Verehrte Zuhörerinnen und Zuhörer, es gibt in unserem Land nur wenig Bodenschätze. Dennoch gibt es Sand, Kies, Naturstein, Gips, Ton und Torf. In diesen Bereichen gibt es viele Arbeitsplätze, und zwar nicht nur im hoch qualifizierten Bereich. Mit der Erhebung einer Abgabe, wie in Ihrem Antrag gefordert, belasten Sie diese Arbeitsplätze. Deshalb müssen wir genauer hinschauen; denn wir dürfen diese Arbeitsplätze nicht gefährden.
Es ist den Grünen wahrscheinlich lieber, diese Güter und Rohstoffe aus anderen Ländern mit Schiffen oder mit der Bahn nach Niedersachsen zu importieren. Umweltfreundlichkeit bedeutet aber auch, dass man Sand und Kies dort abbaut, wo das Material gebraucht wird, um einen hohen Energieverbrauch für weite Transporte zu vermeiden.
Liebe Kolleginnen und Kollegen von der Fraktion Bündnis 90/Die Grünen, Sie schreiben in Ihrem Gesetzentwurf, dass der oberflächennahe Abbau von Bodenschätzen im Widerspruch zu den Zielen der biologischen Vielfalt und der Reduktion des Flächenverbrauchs steht. Sie haben genaue Vorstellungen, wie hoch die Förderabgabe sein soll: 1 Euro pro Tonne Sand und Kies, 0,50 Euro pro Tonne Naturstein, 1,50 Euro pro Tonne Gips und Ton, 2 Euro pro Kubikmeter Schwarztorf und 3 Euro pro Kubikmeter Weißtorf.
Herr Kollege, jetzt unterbrechen Sie bitte kurz. - Ich möchte, dass die Gespräche in den Fraktionen eingestellt, mindestens aber deutlich reduziert werden. - Fahren Sie bitte fort!
An Ausnahmeregeln haben Sie auch gleich gedacht.

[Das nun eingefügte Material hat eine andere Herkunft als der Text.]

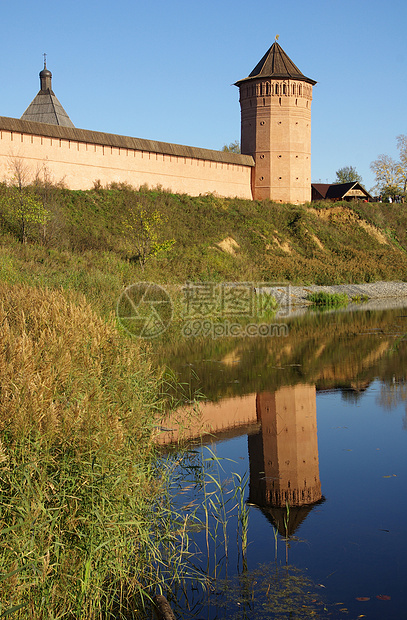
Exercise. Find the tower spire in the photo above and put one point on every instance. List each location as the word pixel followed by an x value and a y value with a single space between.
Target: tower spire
pixel 275 102
pixel 45 77
pixel 45 107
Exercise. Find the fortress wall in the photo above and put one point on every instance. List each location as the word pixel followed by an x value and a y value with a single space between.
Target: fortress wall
pixel 108 158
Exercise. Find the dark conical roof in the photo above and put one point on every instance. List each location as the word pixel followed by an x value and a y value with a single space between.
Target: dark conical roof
pixel 45 107
pixel 276 64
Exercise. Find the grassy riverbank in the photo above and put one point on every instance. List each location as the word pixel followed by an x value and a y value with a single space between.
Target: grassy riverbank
pixel 84 533
pixel 86 247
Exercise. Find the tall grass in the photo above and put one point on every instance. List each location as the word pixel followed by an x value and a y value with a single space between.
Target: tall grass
pixel 84 531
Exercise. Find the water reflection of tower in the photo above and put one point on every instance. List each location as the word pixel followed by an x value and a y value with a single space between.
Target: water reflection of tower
pixel 284 466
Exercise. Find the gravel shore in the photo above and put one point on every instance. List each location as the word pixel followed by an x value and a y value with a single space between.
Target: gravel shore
pixel 380 296
pixel 373 290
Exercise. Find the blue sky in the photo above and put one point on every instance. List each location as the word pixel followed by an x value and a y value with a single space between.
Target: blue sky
pixel 164 69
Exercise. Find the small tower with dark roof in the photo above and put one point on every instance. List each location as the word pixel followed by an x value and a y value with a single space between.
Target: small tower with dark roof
pixel 275 101
pixel 45 107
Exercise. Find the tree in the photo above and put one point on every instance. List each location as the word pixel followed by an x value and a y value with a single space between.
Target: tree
pixel 144 231
pixel 233 147
pixel 20 204
pixel 391 175
pixel 348 174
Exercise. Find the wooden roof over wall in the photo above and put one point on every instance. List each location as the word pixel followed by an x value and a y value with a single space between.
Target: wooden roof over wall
pixel 118 141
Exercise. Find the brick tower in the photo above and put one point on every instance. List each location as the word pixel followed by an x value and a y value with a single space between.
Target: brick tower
pixel 275 103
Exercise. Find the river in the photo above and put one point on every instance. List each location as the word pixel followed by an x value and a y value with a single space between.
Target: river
pixel 297 463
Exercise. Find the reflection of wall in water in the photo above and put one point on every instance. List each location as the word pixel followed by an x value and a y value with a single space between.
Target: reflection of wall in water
pixel 284 464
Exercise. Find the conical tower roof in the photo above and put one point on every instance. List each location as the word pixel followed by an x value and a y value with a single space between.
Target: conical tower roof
pixel 276 64
pixel 45 107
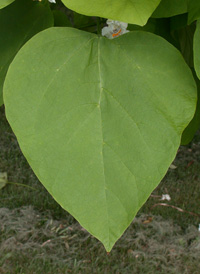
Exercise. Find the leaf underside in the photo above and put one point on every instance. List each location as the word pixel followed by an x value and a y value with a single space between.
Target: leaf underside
pixel 18 23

Der Rohstoffverbrauch für den Deichbau soll abgabenfrei bleiben. Es muss nach Ihrer Meinung ja auch irgendwo Bürokratie aufgebaut werden. 58,8 Millionen Euro Einnahmen haben Sie errechnet. Sie erkennen aber schon jetzt, dass diese Einnahmen rückläufig sein werden, weil die Rohstoffgewinnung in Niedersachsen wegen dieser Abgabe zurückgehen und in andere Länder verlagert werden wird.
Sie schreiben ferner: „Auswirkungen auf Familien - Keine.“ Wie viele Arbeitsplätze durch zusätzliche Abgaben gefährdet und wie viele Familien dadurch betroffen werden, blenden Sie aus.
1993 wurde in Niedersachsen bereits die Wasserabgabe eingeführt. Wie viele Belastungen verträgt die Wirtschaft? Wie viele Belastungen verträgt der Bürger? - Gut, dass es in Berlin eine Regierung gibt, die über Steuer- und Abgabensenkung nachdenkt, so wie auch in Niedersachsen Politik betrieben wird!